可當張獻忠在鳳凰山中箭身亡,大西軍面臨清軍鐵蹄與南明朝廷的雙重擠壓時,李定國做出了人生最艱難的選擇。永曆三年(1649年),他在貴州黎平見到永曆帝朱由榔,這個被清軍追得只剩半壁江山的年輕皇帝,正蹲在破廟裡啃冷饃。李定國單膝跪地,鎧甲上的血漬還未乾透:"臣願以死報國,但求陛下給臣三萬人馬,定要教清妖知道,漢家兒郎不是任人宰割的羔羊!"

此後三年,這支由農民軍改編的"秦王軍"(永曆帝封李定國為晉王)成了南明最鋒利的矛。他們在湖南擊敗清將敬謹親王尼堪的前鋒,在廣西全殲曹志建所部明軍殘部,在廣東收復梧州、桂林,連清廷的《清實錄》都不得不承認:"桂王(永曆)勢微,唯晉王軍令嚴整,所至之處,百姓焚香跪迎。"


二、兩蹶名王:用血肉鑄就的軍事奇蹟

真正讓李定國名垂青史的,是桂林與衡陽兩戰。那是順治九年的夏天,清廷派定南王孔有德、敬謹親王尼堪分兵兩路,欲將南明徹底壓縮到雲南邊境。李定國卻反其道而行之,他派馮雙禮率偏師牽制孔有德,自己親率主力直撲桂林。
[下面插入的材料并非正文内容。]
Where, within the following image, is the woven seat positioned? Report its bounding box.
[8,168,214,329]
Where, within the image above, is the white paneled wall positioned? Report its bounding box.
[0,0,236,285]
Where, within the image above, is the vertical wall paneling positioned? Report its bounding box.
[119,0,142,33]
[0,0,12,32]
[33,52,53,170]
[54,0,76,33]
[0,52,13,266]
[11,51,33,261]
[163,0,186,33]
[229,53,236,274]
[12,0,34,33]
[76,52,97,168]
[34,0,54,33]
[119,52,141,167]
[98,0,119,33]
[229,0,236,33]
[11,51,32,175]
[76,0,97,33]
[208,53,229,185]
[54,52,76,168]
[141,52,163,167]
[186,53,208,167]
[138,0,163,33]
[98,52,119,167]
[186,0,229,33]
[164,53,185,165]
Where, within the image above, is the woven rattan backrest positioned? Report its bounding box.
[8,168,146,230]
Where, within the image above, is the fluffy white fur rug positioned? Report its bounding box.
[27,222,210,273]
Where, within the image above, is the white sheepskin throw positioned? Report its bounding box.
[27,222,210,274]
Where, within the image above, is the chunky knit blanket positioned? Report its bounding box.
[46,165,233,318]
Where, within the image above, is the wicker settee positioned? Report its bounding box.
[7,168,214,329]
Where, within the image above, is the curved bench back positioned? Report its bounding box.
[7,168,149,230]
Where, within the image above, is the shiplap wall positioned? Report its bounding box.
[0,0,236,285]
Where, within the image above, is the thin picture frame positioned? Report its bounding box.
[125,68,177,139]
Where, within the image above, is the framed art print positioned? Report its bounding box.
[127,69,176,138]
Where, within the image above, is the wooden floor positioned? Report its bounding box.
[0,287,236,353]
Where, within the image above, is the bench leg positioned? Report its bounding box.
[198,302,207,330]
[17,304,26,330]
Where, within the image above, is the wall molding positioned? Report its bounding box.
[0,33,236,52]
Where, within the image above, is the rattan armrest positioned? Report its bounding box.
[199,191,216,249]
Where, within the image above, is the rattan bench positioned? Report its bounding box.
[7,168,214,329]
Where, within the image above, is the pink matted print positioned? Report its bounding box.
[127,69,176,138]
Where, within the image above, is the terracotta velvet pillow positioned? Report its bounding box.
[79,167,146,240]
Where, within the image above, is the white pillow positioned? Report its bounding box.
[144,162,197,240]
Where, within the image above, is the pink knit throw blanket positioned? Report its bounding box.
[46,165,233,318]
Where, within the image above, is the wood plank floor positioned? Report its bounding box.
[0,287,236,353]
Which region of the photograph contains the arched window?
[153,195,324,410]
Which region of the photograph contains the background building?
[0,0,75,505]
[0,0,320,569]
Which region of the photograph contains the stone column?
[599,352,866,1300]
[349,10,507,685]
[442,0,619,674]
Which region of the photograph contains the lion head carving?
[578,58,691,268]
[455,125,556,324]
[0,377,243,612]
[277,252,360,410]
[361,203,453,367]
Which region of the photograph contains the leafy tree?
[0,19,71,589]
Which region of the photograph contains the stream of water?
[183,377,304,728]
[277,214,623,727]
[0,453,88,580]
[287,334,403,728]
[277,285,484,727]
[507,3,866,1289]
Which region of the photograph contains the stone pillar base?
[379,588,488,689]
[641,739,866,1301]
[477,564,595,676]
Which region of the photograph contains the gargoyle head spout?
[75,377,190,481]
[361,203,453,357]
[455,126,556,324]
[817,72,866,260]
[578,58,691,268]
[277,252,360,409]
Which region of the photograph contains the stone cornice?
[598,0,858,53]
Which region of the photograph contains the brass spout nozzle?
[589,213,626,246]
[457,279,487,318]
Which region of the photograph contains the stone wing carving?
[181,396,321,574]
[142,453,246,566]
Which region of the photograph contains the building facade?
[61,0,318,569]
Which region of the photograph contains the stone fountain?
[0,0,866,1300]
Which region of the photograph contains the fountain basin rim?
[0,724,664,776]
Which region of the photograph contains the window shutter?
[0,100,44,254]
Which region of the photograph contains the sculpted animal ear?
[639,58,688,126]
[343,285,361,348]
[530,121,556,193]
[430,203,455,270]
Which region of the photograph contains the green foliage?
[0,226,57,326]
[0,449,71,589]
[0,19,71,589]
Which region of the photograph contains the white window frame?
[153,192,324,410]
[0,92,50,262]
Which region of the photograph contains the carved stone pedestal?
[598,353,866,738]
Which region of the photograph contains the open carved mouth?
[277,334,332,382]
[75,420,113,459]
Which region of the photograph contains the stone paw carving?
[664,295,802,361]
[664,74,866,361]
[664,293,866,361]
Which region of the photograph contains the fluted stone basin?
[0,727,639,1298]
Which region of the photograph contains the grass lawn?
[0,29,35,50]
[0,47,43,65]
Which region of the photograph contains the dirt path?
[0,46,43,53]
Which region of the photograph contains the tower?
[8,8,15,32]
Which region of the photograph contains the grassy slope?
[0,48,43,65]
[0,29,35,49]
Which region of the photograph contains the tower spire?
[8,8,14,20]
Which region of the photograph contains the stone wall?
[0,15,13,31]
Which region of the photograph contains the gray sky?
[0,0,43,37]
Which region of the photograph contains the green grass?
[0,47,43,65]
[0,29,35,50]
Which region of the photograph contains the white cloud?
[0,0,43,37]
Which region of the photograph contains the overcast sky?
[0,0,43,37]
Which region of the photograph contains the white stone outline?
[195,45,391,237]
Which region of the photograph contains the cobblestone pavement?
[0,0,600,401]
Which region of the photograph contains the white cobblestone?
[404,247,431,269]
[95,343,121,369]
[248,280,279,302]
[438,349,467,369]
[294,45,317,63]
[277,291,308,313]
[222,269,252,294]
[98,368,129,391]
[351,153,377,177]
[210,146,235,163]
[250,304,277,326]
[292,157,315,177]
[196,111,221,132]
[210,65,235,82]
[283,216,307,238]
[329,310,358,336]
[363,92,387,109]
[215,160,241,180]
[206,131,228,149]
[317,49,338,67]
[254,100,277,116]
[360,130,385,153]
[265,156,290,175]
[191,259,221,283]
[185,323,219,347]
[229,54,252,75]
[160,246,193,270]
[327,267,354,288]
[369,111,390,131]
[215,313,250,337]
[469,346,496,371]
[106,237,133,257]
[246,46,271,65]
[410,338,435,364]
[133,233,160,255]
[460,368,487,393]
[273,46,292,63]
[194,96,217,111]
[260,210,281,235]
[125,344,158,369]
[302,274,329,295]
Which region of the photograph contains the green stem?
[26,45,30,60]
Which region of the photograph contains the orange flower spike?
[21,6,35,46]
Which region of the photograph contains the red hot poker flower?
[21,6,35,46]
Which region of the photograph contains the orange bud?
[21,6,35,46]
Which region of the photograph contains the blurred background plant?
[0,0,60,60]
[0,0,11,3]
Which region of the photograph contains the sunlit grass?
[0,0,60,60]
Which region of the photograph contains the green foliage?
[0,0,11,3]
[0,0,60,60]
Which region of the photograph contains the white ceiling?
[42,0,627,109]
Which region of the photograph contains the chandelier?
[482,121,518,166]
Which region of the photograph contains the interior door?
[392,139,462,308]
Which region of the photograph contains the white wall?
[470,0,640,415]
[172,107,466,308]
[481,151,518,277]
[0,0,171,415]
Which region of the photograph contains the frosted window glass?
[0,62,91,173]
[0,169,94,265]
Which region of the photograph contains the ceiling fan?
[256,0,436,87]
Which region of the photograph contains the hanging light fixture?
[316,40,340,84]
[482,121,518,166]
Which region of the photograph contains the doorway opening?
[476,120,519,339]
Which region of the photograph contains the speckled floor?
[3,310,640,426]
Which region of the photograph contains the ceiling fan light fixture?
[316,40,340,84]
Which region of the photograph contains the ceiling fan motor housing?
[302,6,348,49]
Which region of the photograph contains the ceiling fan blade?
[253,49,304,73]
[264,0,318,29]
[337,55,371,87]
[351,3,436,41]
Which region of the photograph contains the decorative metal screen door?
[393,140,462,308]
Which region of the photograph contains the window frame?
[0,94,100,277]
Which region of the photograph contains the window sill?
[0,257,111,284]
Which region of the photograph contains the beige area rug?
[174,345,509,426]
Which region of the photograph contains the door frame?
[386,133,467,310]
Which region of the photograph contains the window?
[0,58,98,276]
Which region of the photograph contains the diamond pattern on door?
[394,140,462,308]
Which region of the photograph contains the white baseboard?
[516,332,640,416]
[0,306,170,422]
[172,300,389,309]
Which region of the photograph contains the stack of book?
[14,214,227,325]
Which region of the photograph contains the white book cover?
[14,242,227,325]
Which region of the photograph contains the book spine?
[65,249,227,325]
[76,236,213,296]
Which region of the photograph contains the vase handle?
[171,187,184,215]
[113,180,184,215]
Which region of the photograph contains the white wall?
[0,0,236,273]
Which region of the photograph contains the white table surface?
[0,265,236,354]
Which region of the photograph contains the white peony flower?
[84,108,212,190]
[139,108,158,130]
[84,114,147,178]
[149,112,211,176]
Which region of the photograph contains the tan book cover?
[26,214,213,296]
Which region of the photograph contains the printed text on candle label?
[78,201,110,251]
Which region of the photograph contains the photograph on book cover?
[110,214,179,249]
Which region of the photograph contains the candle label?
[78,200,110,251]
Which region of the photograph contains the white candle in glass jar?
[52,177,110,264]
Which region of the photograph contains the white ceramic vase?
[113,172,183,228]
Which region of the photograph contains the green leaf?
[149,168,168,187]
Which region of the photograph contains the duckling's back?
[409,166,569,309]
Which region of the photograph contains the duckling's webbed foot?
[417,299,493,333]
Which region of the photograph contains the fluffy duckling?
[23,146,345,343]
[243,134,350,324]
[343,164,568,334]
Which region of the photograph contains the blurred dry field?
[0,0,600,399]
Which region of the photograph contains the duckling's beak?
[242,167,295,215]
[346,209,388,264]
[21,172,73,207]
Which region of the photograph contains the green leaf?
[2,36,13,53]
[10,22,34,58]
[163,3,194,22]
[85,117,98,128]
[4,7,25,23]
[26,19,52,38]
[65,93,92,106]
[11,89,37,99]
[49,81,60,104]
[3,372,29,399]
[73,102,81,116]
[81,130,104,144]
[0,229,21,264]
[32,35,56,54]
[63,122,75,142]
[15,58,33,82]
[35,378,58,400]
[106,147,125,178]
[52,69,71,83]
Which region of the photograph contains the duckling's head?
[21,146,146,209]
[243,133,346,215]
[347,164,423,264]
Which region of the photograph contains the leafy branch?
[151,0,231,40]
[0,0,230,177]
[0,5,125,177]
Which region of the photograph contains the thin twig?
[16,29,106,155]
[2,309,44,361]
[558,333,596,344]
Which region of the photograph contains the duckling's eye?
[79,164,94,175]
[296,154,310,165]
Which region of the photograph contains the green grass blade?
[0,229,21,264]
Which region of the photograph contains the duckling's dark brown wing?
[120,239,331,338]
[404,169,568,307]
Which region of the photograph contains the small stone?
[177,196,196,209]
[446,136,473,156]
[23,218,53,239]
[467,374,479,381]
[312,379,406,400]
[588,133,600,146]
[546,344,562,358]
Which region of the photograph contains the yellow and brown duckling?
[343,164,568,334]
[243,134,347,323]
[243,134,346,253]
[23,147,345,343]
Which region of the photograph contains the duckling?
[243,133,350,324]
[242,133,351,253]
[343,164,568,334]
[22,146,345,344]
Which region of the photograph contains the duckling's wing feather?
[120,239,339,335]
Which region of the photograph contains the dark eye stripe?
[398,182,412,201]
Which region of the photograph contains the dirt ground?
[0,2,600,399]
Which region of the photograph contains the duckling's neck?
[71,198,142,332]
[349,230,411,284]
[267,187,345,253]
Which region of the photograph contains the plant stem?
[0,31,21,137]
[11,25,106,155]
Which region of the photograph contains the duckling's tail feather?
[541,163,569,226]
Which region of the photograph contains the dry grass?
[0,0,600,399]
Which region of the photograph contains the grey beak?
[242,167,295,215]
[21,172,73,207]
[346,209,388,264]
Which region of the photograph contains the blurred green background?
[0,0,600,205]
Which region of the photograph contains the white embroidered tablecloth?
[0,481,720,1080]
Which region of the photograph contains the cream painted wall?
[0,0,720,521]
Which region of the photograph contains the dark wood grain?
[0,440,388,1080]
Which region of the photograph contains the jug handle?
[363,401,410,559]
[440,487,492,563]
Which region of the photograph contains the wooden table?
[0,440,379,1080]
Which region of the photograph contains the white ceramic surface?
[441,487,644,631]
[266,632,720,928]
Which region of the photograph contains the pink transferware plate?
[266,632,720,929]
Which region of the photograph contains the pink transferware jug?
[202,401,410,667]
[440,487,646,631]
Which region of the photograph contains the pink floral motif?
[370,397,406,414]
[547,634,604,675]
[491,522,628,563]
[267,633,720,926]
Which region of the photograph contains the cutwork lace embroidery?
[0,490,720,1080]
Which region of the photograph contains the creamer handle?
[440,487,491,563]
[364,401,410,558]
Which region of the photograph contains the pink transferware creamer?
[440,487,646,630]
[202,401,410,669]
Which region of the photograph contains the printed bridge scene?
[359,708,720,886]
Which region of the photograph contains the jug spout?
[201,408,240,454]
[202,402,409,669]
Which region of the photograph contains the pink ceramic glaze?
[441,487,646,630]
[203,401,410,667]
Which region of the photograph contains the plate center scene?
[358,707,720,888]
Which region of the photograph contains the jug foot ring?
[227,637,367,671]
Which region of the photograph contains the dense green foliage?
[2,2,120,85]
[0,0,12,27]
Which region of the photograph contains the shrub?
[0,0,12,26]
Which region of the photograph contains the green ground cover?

七月初四,桂林城外的大榕樹下,李定國指著遠處的清營對部將說:"孔有德以為我們不敢攻城,可他忘了,桂林城的磚縫裡,埋著瞿式耜的血。"這位南明重臣半年前被清軍俘虜,拒降遇害,屍體就掛在城樓上。當秦軍架起雲梯時,守城的清兵突然看見城下豎起無數木牌,上面全是瞿式耜臨終前寫的絕命詩:"巾車勉強去,申酉復何憂?"那是南明士子用生命寫就的戰書。

戰鬥持續了三天三夜。孔有德親自登城督戰,卻被李定國的火銃手射中面門。清軍陣腳大亂時,李定國揮起佩劍,帶著親衛從缺口沖了進去。當孔有德的王旗被砍倒時,城頭的清兵突然集體下跪——他們終於明白,眼前這支軍隊不是流寇,而是一群要奪回山河的復仇者。

更震撼的是三個月後的衡陽之戰。尼堪率十萬清軍南下,誓要為孔有德報仇。李定國卻設下伏兵,先以輕騎誘敵深入,待清軍進入山谷,兩萬秦軍從兩側殺出。尼堪在高台上指揮突圍,卻被暗箭射中坐騎。他跌下馬來,剛要拔劍自刎,李定國的親衛已衝到面前:"王爺,這顆人頭,我要帶回南京,告慰史閣部的在天之靈!"

兩戰下來,清廷在湖廣的防線徹底崩潰。《清史稿》記載:"世祖(順治)聞二王歿,震悼曰:'南朝猶有此將,朕何以為天?'"北京紫禁城的太和殿里,少年皇帝將茶盞摔得粉碎;而千里之外的南明朝廷,永曆帝親自出城十里迎接,百姓們舉著"再造乾坤"的幡旗,哭聲震野。


三、擎天柱折:一個理想主義者的末路

可歷史的車輪,終究不會因個人的勇武而轉向。當李定國在西南浴血奮戰時,南明朝廷的內鬥從未停止。孫可望為爭權暗中掣肘,劉文秀因猜忌抑鬱而終,就連永曆帝也因恐懼而屢次逃跑。更致命的是,清廷調來吳三桂洪承疇等名將,以"改土歸流"為名分化西南土司,李定國苦心經營的根據地逐漸瓦解。

順治十六年(1659年),清軍攻入雲南,永曆帝倉皇逃往緬甸。李定國率殘部追至騰越,卻在磨盤山遭遇埋伏。這位曾經的"戰神"中了毒箭,昏迷三日方醒。當他醒來時,身邊只剩二十餘騎,連最信任的部將都已戰死。他望著遠處的怒江,對左右說:"我不死,是為了等永曆帝回來。可如今看來......"說罷,他將晉王印信交給部下,"替我去緬甸找皇上,就說臣對不起他。"

康熙元年(1662年),永曆帝在昆明被吳三桂絞殺。消息傳來時,李定國正躺在病榻上,身邊只有一個老僕。他摸出懷裡的龍袍碎片——那是永曆帝當年賜予的,早已被汗水浸透。老人突然劇烈咳嗽,鮮血濺在碎片上,像極了當年的杜鵑花。彌留之際,他還在叮囑部下:"寧死荒徼,無降也!"

李定國死後,部眾散入山林,成為後來的"天地會"前身。清廷為他立碑,卻刻著"逆臣李定國之墓";百姓卻在雲南、廣西為他建祠,稱他"南天柱石"。直到三百年後,史學家蕭一山在《清代通史》中寫道:"定國以草澤起兵,轉戰西南十餘年,兩蹶名王,天下震動,卒能延明祚於一線者,非天幸也,乃人事也。"

站在今天的桂林獨秀峰下,仍能看到當年城牆的殘垣。石縫裡長著一株老榕樹,枝椏間掛著塊斑駁的木牌,上面用硃砂寫著:"李晉王破城處"。風過時,樹葉沙沙作響,像是有人在低聲訴說:那個二十歲便讓清軍膽寒的少年,那個用二十年光陰對抗整個王朝的孤臣,那個直到生命最後一刻仍不肯低頭的漢子,從來不曾離開過這片土地。他只是化作了山河的一部分,永遠守護著那些曾在黑暗中堅守的火種。